I have an 8-bay NAS running Fedora 29 (kernel version 4.20.8) and zfs version 0.7.12. All of the drive bays are used for a zfs pool named “tank.” Here is the zpool layout:
tank
mirror-0
sda
sdb
mirror-1
sdc
sdd
mirror-2
sde
sdf
cache
sdg
spare
sdh
One of the drives (sdb) is failing SMART tests with uncorrected offline reallocated sectors, but still shows as “ONLINE” by ‘zpool status.’ I want to physically replace sdb with a new drive (sdi).
Since there are no available physical bays, I plan to use the following to replace the drive:
zpool offline tank sdb
zpool replace tank sdb sdh
zpool detach tank sdb
echo 1 | sudo tee /sys/block/sdb/device/delete
# Remove the physical hard drive associated with sdb and plug in new physical drive mapped to sdi
I do not know how to best proceed from here. Is it better to:
(a) just add sdi as a new spare (leaving sdh as a permanent replacement for sdb)
zpool add tank spare sdi
(b) replace sdh with sdi and have sdh go back the spare drive pool?
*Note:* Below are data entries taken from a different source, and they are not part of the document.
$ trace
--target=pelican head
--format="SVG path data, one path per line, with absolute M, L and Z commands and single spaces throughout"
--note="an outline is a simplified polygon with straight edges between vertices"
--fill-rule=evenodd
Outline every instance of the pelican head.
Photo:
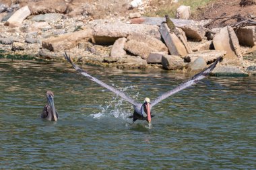
M 48 104 L 50 106 L 49 114 L 49 116 L 51 117 L 51 120 L 57 121 L 58 120 L 57 116 L 56 114 L 55 107 L 54 105 L 54 100 L 53 100 L 53 93 L 51 91 L 48 91 L 46 93 L 46 97 Z
M 150 114 L 150 99 L 148 97 L 146 97 L 144 99 L 144 109 L 148 114 L 148 121 L 151 123 L 151 114 Z

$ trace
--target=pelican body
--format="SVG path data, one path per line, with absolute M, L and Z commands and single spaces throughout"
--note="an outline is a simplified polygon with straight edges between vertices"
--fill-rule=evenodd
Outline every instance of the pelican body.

zpool replace tank sdi sdh
zpool detach tank sdh
In this case “better” means less administrative complexity going forward (e.g. if sdh goes bad when applying option (a), would a ‘detach,’ or other, command fail or produce unexpected results since sdh used to be a spare?)? Also, I’m uncertain if I am missing/ incorrect in steps under option (b).
Notes:
- pool names simplified (e.g vdevs are mapped ids)
- know the kernel/ zfs are ancient, but solving this failing drive ahead of upgrade
- Controller card and bays support hot swapping
- Searched and read topics on ZoL disk replacement as well as Oracle’s docs, but haven’t seen a topic on best practice (sorry if I missed it)
First of all create a good backup.
Then
1:(Offline the failing drive:)
zpool offline tank sdb
2:(Replace sdb with sdi:)
zpool replace tank sdb sdi
3:Detach the old drive (sdh):
zpool detach tank sdh
There's no difference between the options when all is said and done — drives are interchangeable. "Just add
sdi
as the new spare" requires fewer steps and minimizes the amount of time that you spend in a resyncing state, so it's the natural choice.